Nucleotide excision repair (NER)

a DNA repair pathway that recognizes and removes bulky DNA lesions such as those formed by UV light. NER involves damage recognition, nicks flanking the lesion and removal of the damaged DNA strand, filling in the gap by DNS polymerase and ligation of the nicks to restore intact DNA molecule. Deficiency in NER is associated with cancer predisposition and premature aging syndromes. For review see ²²⁶

senescence-associated secretory phenotype (SASP)

a phenotype associated with cellular senescence, which express and secrete a wide variety of inflammatory factors including cytokines, chemokines, and growth factors.

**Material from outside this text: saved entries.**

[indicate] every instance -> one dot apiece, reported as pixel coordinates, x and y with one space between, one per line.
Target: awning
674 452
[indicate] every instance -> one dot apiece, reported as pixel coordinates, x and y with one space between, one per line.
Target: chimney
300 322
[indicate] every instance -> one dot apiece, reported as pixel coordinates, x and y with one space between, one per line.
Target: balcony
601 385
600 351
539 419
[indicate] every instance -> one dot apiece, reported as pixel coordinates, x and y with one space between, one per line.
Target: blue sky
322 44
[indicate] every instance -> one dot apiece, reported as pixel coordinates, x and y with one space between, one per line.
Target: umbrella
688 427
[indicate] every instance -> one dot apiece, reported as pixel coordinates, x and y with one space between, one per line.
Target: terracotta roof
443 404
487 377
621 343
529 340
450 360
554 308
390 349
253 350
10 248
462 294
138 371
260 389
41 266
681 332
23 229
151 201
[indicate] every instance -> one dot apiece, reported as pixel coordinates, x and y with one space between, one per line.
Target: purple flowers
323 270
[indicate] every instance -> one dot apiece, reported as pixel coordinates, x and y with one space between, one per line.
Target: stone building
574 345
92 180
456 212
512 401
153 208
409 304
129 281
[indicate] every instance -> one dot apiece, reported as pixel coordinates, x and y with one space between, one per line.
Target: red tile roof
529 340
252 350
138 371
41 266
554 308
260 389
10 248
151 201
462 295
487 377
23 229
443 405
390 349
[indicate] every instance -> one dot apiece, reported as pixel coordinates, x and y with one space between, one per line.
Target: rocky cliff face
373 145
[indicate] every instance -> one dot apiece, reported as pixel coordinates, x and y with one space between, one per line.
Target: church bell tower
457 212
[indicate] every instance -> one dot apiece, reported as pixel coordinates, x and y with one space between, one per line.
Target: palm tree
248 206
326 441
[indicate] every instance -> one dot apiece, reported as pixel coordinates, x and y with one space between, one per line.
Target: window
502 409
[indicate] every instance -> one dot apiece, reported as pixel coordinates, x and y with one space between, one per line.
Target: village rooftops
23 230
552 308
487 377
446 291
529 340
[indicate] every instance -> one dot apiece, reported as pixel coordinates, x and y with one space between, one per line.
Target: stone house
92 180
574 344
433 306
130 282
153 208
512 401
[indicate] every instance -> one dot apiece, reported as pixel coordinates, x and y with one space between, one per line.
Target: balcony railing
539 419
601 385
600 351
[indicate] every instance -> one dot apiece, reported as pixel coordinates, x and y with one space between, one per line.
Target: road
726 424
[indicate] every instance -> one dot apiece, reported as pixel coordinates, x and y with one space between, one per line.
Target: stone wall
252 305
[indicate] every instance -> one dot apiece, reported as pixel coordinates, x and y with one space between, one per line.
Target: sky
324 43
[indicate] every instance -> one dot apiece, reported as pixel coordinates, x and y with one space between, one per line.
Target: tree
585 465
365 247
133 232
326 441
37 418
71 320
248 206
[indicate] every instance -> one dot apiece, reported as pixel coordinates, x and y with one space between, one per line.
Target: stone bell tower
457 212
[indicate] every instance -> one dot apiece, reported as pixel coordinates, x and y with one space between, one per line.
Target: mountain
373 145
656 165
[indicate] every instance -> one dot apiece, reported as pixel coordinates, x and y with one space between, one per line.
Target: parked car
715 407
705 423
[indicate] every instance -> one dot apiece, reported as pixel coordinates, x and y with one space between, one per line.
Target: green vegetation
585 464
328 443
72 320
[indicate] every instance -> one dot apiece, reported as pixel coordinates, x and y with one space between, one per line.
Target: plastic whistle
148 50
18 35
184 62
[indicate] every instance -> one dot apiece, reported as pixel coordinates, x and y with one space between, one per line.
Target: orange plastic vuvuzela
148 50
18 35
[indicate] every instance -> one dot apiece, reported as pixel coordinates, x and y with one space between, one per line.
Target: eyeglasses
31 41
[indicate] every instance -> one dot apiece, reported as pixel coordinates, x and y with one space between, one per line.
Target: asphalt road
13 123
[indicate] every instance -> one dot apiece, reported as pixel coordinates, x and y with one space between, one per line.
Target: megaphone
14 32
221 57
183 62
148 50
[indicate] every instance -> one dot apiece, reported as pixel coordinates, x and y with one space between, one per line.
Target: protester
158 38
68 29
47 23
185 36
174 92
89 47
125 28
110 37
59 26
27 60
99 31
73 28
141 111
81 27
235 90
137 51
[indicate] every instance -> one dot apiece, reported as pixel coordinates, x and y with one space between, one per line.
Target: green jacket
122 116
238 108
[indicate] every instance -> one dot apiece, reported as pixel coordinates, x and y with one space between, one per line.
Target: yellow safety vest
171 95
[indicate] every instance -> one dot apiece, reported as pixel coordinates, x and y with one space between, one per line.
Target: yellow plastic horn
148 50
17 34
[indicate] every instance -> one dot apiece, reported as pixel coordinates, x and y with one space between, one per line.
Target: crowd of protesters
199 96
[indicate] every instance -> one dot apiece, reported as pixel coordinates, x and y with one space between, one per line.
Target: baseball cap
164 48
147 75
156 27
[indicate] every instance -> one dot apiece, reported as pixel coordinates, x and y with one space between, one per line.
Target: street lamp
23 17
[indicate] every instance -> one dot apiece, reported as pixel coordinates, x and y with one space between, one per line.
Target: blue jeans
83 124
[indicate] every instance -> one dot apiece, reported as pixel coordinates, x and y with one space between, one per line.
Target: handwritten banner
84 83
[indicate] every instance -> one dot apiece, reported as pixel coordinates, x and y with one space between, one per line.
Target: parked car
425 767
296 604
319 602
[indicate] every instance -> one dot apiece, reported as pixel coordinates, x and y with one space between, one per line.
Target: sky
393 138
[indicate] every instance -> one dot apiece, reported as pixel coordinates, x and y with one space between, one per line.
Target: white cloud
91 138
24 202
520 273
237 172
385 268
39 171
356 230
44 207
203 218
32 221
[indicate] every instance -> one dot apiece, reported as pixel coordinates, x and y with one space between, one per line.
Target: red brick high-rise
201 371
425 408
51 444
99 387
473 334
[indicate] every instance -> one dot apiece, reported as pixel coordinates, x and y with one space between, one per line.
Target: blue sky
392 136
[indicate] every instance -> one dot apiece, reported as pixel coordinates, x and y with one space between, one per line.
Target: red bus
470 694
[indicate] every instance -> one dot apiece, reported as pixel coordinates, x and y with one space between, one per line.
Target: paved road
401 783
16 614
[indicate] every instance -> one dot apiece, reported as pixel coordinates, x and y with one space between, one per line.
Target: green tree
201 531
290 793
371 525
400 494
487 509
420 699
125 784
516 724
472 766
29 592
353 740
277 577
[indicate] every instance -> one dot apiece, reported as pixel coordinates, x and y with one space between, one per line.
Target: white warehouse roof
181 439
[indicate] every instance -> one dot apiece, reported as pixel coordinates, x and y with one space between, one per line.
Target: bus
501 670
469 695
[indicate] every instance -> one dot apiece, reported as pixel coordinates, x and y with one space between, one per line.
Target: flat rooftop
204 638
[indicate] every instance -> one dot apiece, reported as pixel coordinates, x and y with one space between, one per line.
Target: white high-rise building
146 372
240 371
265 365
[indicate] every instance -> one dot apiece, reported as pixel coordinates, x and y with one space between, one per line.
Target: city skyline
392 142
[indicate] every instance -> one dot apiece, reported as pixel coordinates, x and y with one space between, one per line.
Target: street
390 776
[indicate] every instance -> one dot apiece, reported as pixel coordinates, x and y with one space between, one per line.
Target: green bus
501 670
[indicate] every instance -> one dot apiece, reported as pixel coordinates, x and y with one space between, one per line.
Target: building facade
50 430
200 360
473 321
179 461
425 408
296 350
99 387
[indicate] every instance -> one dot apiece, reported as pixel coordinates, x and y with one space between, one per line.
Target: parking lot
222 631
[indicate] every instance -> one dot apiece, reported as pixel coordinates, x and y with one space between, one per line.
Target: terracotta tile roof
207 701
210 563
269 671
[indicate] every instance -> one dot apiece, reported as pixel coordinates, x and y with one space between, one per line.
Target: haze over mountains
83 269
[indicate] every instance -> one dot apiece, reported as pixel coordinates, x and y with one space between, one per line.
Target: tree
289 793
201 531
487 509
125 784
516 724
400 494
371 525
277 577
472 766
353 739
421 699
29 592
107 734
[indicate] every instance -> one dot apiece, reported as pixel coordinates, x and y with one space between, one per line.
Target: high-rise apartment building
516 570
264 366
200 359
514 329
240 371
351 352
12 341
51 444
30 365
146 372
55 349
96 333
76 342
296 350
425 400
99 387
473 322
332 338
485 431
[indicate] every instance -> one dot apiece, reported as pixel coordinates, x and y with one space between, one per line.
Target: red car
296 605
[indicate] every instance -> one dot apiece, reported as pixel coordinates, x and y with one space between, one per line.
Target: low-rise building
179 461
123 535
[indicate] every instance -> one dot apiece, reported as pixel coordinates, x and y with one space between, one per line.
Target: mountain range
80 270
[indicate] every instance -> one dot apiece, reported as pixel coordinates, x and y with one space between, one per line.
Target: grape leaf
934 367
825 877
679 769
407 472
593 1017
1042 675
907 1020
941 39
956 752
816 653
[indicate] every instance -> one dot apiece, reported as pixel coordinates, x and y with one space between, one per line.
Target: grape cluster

Double-stranded DNA break (DSB) repair

DNA repair pathway that repairs lesions where both DNA strands are broken. There are two major pathways of DSB repair, homologous recombination (HR) that uses sister chromatid as a template for repair and nonhomologous DNA end joining (NHEJ) that ligates the broken ends without regard for homology. Defects in DNA repair are associated with several premature aging and cancer predisposition syndromes. For review see ²²⁷

Inflammageing

chronic, low-grade sterile inflammation frequently observed during ageing

HRASV12

an oncoprotein of small GTPase HRAS carrying a constitutively activated mutation on codon Val-12.

Sterile Inflammation

inflammation arising in the absence of a pathogen or external inflammatory stimuli.

Retrotransposons (RTEs)

genetic elements abundant in mammalian genomes that move throughout the genome by copy-paste mechanism involving reverse transcription and may accumulate in the cytoplasm triggering inflammation

Blind mole rat

a subterranean rodent of the Muroidea superfamily, characterized by long maximum lifespan (>21 years) and resistance to cancer.